I am also not quite sure what you mean by "The DataConnector operator processing the larger files is consistently falling behind". Logically speaking, processing large files will always take longer than processing small files. Thus, the instance that is reading the small files will always finish prior to the instance processing the larger files.
Another thing. If you are using UNION ALL, the 2 DC operators do not know about each other. They run independently of each other and thus file size assigning does not come into play. Only when instance of a single DC operator are specified will the files be spread out between the instances according to size.
Thanks for the reply feinholz. I am not going to pursue multiple reader operators for this process anymore, but I would like to reply to your individual thoughts too.
You are right that file reading is not the actual bottleneck. In my situation, the overall performance is sufficient (read: amazing) when I increase the number of Stream instances. But, I ran into deadlock issues due to rowhash locking, and had to enable Serialize. Since this limited me to one Stream instance, I compensated with additional DataConnector instances, and did see an improvement in performance. But since I agree that file reading is not the bottleneck, I assume this was due to some incidental benefit, such as the multiple DataConnectors increasing the number of IO buffers, and thereby better distributing the data sent to Stream. If this is the case, perhaps changes to other settings would provide the same benefit without requiring the second operator. But trial and error has not led me there yet.
Regarding UNION ALL not guaranteeing order, I understand. This process is only concerned with file order, not row order. The only desire is to load older files before newer files, when there is a backlog.
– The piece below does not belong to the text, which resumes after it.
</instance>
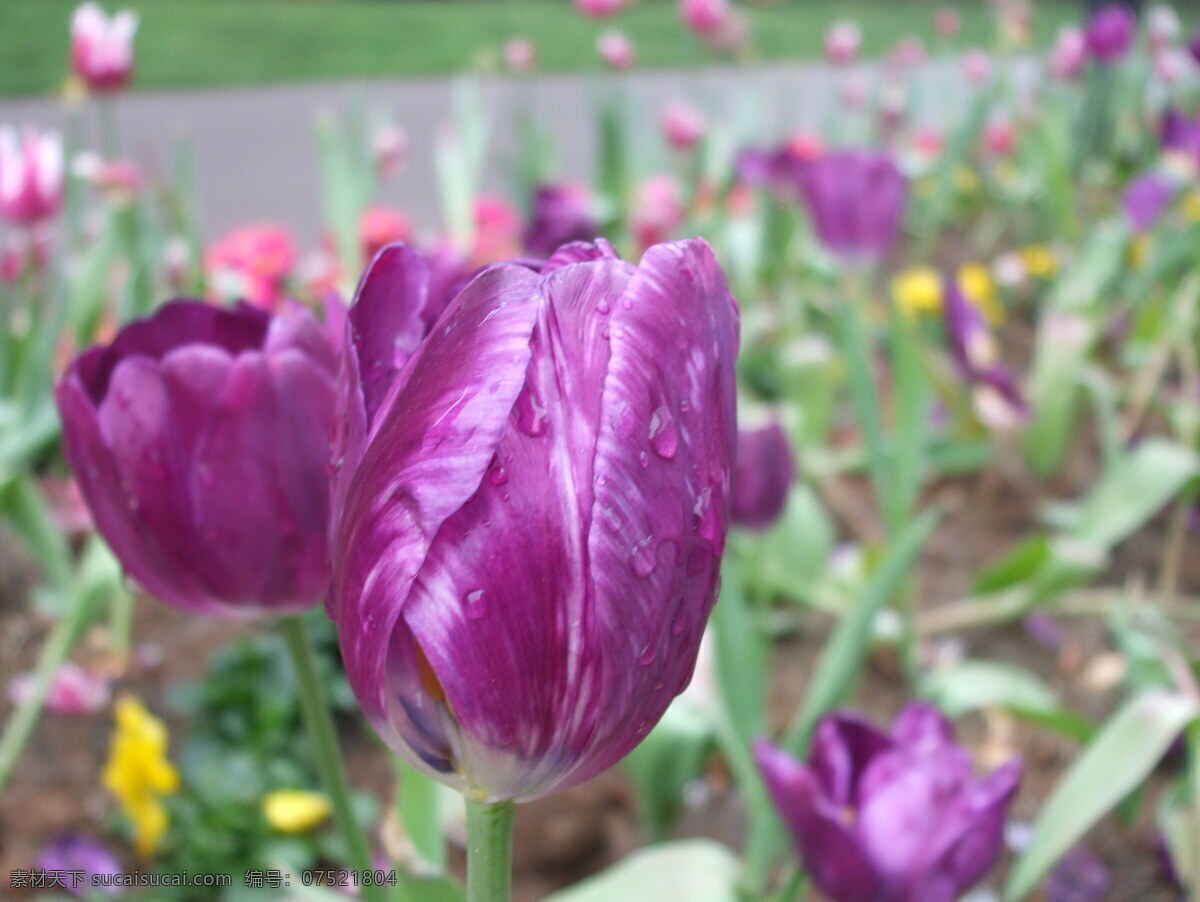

It's good to know that the file size balancing does not apply in this case. But to rephrase the part that you did not follow -- what concerns me is that it appears that when DataConnector A has finished processing all files in its current directory scan, it and DataConnector B both perform a checkpoint, even though DataConnector B has more files left it could have processed. I understand that B would naturally take longer since it is processing larger files, but I worry that this premature checkpoint is the cause of DataConnector B falling behind, especially since one DataConnector on its own is sufficient to handle both sets of files. So I wondered if there was any setting (such as -z option) that could change this behavior, so that DataConnector B would finish all the files in its active directory files before checkpointing.
It seems I may have wandered off into a use case that isn't worth supporting, though, and that I'm throwing the wrong tools at the problem of increasing throughput when both Serialize and VigilSortOrder are required.
I will look into the checkpoint issue, to see if we have a synchronization issue regarding the use of UNION ALL. I know that when using multiple instances of a single DC operator, the checkpoint does not take place until all instances complete the processing of the files in their directory.